Maybe it’s too soon to generalize, or to say anything, and maybe what I am feeling is fleeting (though it feels like quicksand, so I dunno)…
I’ve spent plenty of time in the dark realms of the psyche and digging into the cavernous spaces of my own ancestral pains both personal and collective. I’ve willingly, curiously, and hell — excitingly followed Spirit deeper and further into the darkness. And truth be told, I like the dark excavations when they’re internal.
Cue Act II, Scene 2020 though… waking world cave dives.
Its been an interesting journey in just this one week of high alert, “shelter-in-place”, “social distancing” COVID-19 stuff. I haven’t done a lot of sitting with myself. Instead I’ve been ingesting everyone else’s ideas and POVs from the ‘gram, which initially sent me into a whirlwind of confusion.
Being a huge empath and subjecting myself to other people’s opinions (which so generously flooded social media almost instantly following the amped up advisories), I found myself quickly and involuntarily absorbing and assuming these opinions as my own. A rollercoaster of incarnations happening by the hour!
Journey with me…
Fleeting fantasies: Fuck yes! Freedom, no work; just what I’ve been calling in. Free time! To spend reading in bed, drinking coffee leisurely in some dreamy place, morning dance seshes to house music overlooking vast jungles, writing, visioning, singing mantras, art, flow!
Reality reel: Morning scroll. Get in (a massively long) line at Trader Joe’s before they open. Scramble to buy provisions. End up with hella random items. Go home. Mid-day scroll. “Celebrate this free time! Work on all your projects, read, do an online yoga class, home workouts, get out into nature, draw, paint, BLAH BLAH BLAH BLAH BLAH.” Become really anxious. Shut down.
Fleeting fantasies: Yay, my partner gets to stay home! What can we do together? Chill? Do nothing? Relax? Maybe we’ll pick up the instruments. *Endless possibilities* Oh yeah! Gotta record a great class for tonight’s online viewers, kewl.
Reality reel: Ok I guess I’ll muster a home workout. Procrastinates for 2 hours. Workout. Scroll. “You do not need to be doing anything with this time. This is a time of high stress, a threat on humanity. Don’t do anything.” Swirling thoughts. “Fuck, I committed to doing a recorded class for the yoga studio. Ugh. I hate online presence and online things. I hate recordings.” Records several takes. Picks apart everything about self in the video. Picks a fight with partner. 8pm? Time to put my ass to sleep.

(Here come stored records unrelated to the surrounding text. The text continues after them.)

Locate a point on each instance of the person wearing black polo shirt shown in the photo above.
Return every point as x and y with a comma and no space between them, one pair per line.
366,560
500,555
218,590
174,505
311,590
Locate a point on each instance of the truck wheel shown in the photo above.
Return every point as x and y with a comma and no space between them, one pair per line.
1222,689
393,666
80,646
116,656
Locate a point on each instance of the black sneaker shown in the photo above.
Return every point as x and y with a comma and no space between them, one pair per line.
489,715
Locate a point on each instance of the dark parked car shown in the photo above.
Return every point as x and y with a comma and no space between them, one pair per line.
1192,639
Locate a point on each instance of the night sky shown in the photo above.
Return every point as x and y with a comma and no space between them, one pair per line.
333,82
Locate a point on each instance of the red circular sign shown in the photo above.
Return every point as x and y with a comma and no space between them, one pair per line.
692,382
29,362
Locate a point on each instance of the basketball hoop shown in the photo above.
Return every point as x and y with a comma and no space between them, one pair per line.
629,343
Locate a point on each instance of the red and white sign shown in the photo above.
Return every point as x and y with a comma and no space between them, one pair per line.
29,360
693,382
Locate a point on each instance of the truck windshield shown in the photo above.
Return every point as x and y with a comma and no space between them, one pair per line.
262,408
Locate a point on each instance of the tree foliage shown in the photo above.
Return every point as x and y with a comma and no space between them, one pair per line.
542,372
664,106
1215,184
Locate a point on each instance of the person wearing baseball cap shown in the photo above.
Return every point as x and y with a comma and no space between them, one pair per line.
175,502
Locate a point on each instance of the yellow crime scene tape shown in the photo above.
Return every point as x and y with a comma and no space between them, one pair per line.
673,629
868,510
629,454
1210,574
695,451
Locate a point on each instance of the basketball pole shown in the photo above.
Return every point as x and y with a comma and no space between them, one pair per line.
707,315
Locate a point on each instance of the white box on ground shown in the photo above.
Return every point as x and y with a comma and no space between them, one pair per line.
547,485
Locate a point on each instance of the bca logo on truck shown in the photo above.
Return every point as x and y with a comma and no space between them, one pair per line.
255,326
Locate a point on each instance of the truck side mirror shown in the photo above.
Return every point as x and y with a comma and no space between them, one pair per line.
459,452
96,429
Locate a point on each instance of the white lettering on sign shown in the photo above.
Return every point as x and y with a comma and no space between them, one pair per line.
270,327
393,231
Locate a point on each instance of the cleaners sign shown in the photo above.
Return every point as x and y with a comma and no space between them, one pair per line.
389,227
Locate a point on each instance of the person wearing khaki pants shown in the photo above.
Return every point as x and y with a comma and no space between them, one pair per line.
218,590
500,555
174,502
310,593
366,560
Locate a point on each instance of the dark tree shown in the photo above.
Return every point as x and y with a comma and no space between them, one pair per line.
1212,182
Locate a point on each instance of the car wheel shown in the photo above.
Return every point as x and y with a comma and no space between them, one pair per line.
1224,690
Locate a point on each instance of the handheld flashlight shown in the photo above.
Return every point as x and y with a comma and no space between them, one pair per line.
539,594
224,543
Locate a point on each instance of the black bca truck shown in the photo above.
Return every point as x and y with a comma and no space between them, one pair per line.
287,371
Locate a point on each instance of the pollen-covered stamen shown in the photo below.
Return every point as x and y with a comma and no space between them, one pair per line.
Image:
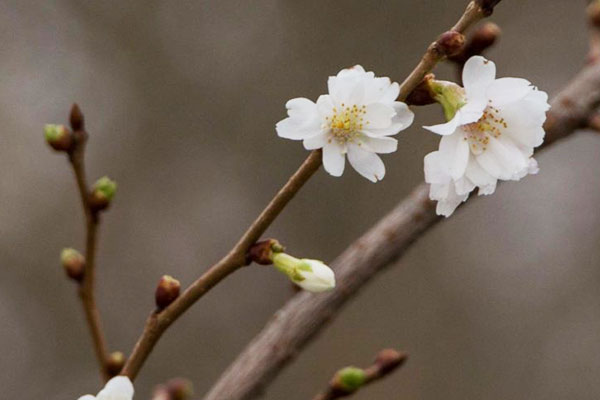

Fleeting fantasies: Alone time! This should be good. Recollect myself, reflect on how I’m actually feeling. Remember and channel what I used to do with a lot of alone time at home.
Reality reel: Guess I’ll hit the store again, we could use some provision replenishment. Pastry. Coffee. Anxious again (I’m thinking this is a theme). Friends come over, some life is restored. A minute blip of creative flow. Still feeling like I’m sinking in quicksand. Scroll. “Don’t be so hard on yourself. This time of pause is rewiring us from the automation of the work week and work schedule. It’s okay to feel confused.” Sees others affirming their inability to be in it with this 5G bullshit. Feels validated. Underlying tension ensues.
Day 4: Spring Equinox, hurrah!
Fleeting fantasies: Ok, here we are. Another day, another opportunity. I’m gonna go for a run.
Reality reel: Gets in a solid workout. Sun, yes! Inspired. “Maybe I’ll record some yoga stuff or a meditation. Yeah! Drum? Mantra? Impromptu mantra drum jam? Sure!” Records video, gives no shits, lets Divine fallibility and humor be medicine. Zoom call with long distance friend? Ok! Spring Equinox hangs with bestie in nature? Ok! Drop-ins on the COVID rollercoaster. Nourishing sister time. Kuan Yin Tarot readings (on point!). Freesias. YAAAAAAS! Zoom Herbalist class on Immunity and COVID prevention? Grateful AFFFF.
Currently: Read in bed. Yerba Mate. Writing this (finally!). Adaptogen Cacao latte. Kitty snuggle time. Sunny bed hangz.